Incumbent Steve Yokeley easily outdistanced his opponents, Jimmy D. Mitchell and Jerry Byrd, in the voting. Yokeley garnered 304 votes, compared to 34 for Mitchell and 19 for Byrd.
All three of these individuals should be commended for their candidacy. Regardless of the votes they received, or their position on various challenges facing the city, all three saw something they wanted to address through the city commission. Many folks say there are things they would like to change, but these three individuals took positive steps to address their areas of concern, putting themselves out there and waging campaigns for public office.
Now that the primary is over and the actual election looms, there are a few conclusions we believe can be reasonably drawn about the city.

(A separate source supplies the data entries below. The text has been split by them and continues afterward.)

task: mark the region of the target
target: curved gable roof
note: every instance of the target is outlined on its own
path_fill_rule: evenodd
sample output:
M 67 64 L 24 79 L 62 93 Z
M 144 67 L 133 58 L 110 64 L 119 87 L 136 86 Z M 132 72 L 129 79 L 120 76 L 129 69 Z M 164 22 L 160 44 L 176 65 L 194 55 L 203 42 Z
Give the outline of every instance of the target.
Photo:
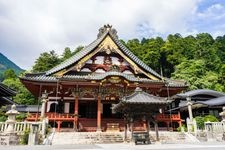
M 213 97 L 225 96 L 224 93 L 217 92 L 214 90 L 209 90 L 209 89 L 198 89 L 198 90 L 188 91 L 186 93 L 177 94 L 177 96 L 181 97 L 181 98 L 194 97 L 197 95 L 209 95 L 209 96 L 213 96 Z
M 197 101 L 196 103 L 205 104 L 208 106 L 220 106 L 225 104 L 225 96 L 213 98 L 207 101 Z
M 118 39 L 117 36 L 115 36 L 111 29 L 105 30 L 104 33 L 101 34 L 101 36 L 98 36 L 98 38 L 89 44 L 88 46 L 84 47 L 80 52 L 72 56 L 71 58 L 67 59 L 66 61 L 62 62 L 61 64 L 57 65 L 56 67 L 50 69 L 46 72 L 46 75 L 54 74 L 58 71 L 61 71 L 65 69 L 66 67 L 69 67 L 73 64 L 75 64 L 77 61 L 79 61 L 81 58 L 92 52 L 106 37 L 109 35 L 111 39 L 117 44 L 117 46 L 120 48 L 120 50 L 127 55 L 132 61 L 136 62 L 136 64 L 143 68 L 145 71 L 151 73 L 155 77 L 162 79 L 162 77 L 155 72 L 152 68 L 147 66 L 144 62 L 142 62 L 137 56 L 135 56 L 128 48 L 126 48 Z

First, we believe city residents are by-and-large pleased with the job the mayor and city commissioners are doing. No one filed to oppose Mayor Deborah Cochran nor North Ward Commissioner Jon Cawley in the election, and Yokeley’s vote totals from Tuesday’s primary speak for themselves — he received 85 percent of the votes cast in a three-way race.
Second, the voting public is lazy. That’s not exactly a revelation, but this goes to new lows regarding just how few people care enough to cast a ballot — only 5.33 percent of the city’s registered voters took part in the election. Even if one is satisfied with those in office, we would expect those people to show that affirmation with a vote.
Third, not to beat a dead horse, but we hope the city will revisit the idea of holding primaries when there are more than two candidates seeking a single seat.
While we don’t yet know the full cost of this primary, if such past run-offs are any indication we suspect this cost around $10,000 to stage. That’s ten grand all so 357 people could vote. There’s simply no justification for holding a so-called primary just so the field can be whittled to two candidates for a final election.
One of the hallmarks of the present make-up of the Mount Airy Board of Commissioners is its generally conservative approach to finances, trying to save money wherever it can for the taxpayers who pay these bills. That makes the board’s decision to continue with this questionable practice all the more puzzling.